Public Safety Officer of the Year
Statesboro GA November 19 2022 Officer Katie Hodges of the Georgia Southern University Police was less than two years into her career as a law enforcement officer when her actions on April 8 saved a 21-year-old student from drowning in a pond on campus. During a banquet Thursday, Hodges was named Bulloch County Public Safety Officer of the Year.
The annual ceremony recognizes public safety professionals whose valor and service within Bulloch County exceeds the demands of routine duty. In all, 11 city, county, state, regional and college agencies nominated public servants, all recognized during the banquet, held this year at Lakeside Dining Commons on the Georgia Southern campus. Two Meritorious Service Awards, one posthumous, were also presented.
“I’m honored,” Hodges said afterward. “I mean I’m in a room full of heroes, and just to be named among all these people, I’m just honored, and I love what I do and I love working for Georgia Southern, and Bulloch County.”
The narrative of the April 8 incident was supplied by GS Deputy Chief of Police Clay Gracen in nominating Hodges. Some details have been filled in by Hodges and Georgia Southern Chief of Police Laura McCullough.
That night, Hodges and fellow GS Police Officer Ryan McBride, on patrol in separate vehicles, observed a Chevrolet Trailblazer with the engine running in the Paulson Stadium parking lot.
After a brief time passed, they noticed that the vehicle had not moved and no one had gotten out. Hodges then approached the Trailblazer and noticed there were two people inside. She spoke to them and “determined both were under the influence and unsafe to drive,” Gracen wrote.
Hodges called and made arrangements for a sober driver, who she indicated was an off-duty deputy the occupants knew, to come and take them home safely. The sober driver reportedly said he could be there in 15 minutes.

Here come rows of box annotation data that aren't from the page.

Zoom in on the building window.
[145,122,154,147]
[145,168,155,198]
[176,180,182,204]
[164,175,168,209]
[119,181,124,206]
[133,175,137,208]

Meanwhile, Hodges had to turn her attention to another incident but was still able to observe the Trailblazer. After about 20 minutes, another vehicle approached and the Trailblazer then left the area.
So Hodges at first thought the deputy was driving the Trailblazer, but decided to follow to make sure, she said. Appearing to be driven normally at first, the vehicle traveled down Malecki Drive and turned right onto Akins Boulevard. But at the T-shaped Forest Drive intersection, the vehicle failed to stop at the stop sign and ran straight across Forest Drive and into the pond.
Sometimes called a reflecting pond, it was previously only two or three feet deep but had recently been excavated to remove sediment and for repairs to the dam. So the water was more than 10 feet deep, and the Trailblazer’s momentum carried it to the middle of the pond, where it started to sink, Gracen wrote.
And the occupants were still the apparently intoxicated pair Hodges had seen in the Paulson parking lot.
She was able to talk to the passenger, who jumped out of the car and was able to swim out.
But “the driver needed some assistance,” Hodges said in an interview Thursday. “She was able to get into the water, and she started screaming, ‘I’m drowning! I’m drowning!’ So I decided to rip my stuff off and get out there.”
In other words, the officer quickly removed her duty belt and body-armor vest before jumping in to rescue the driver, taking hold of her and swimming to safety at the pond’s edge.
“Officer Hodges’ quick actions that night not only saved the life of a 21-year-old student but also prevented a parent’s worst nightmare,” Gracen wrote in the nomination narrative. “Her disregard for her own safety was not for glory or recognition, it is a reflection of her true character.”
Gracen called the young officer – Hodges is 24 – “a natural leader,” “calm under pressure,” who has “a tremendous work ethic.”
Originally from Ludowici, Hodges came to Georgia Southern as a student in 2016 and graduated with a bachelor’s degree in biology in 2020, also joining the university police force that year. She is now a Georgia Southern graduate student, working toward a master’s in criminology.
Certified through the Law Enforcement Bicycle Association as a Class A Police Bike Patrol Officer, Hodges in recent months has started riding in the department’s Bike Patrol Division, as well as serving with the Uniformed Patrol Division.
Her parents Angelisa and Kevin Hodges and grandparents Kathy and Kirby Hodges attended the banquet, where she had been certain to receive a plaque as one of the 11 nominees. Her father is a former Georgia State Patrol senior trooper.
Of course, police work isn’t all jumping in for rescues. Asked if any charges resulted from the April incident, Hodges said the driver and passenger, “took a ride with the State Patrol.”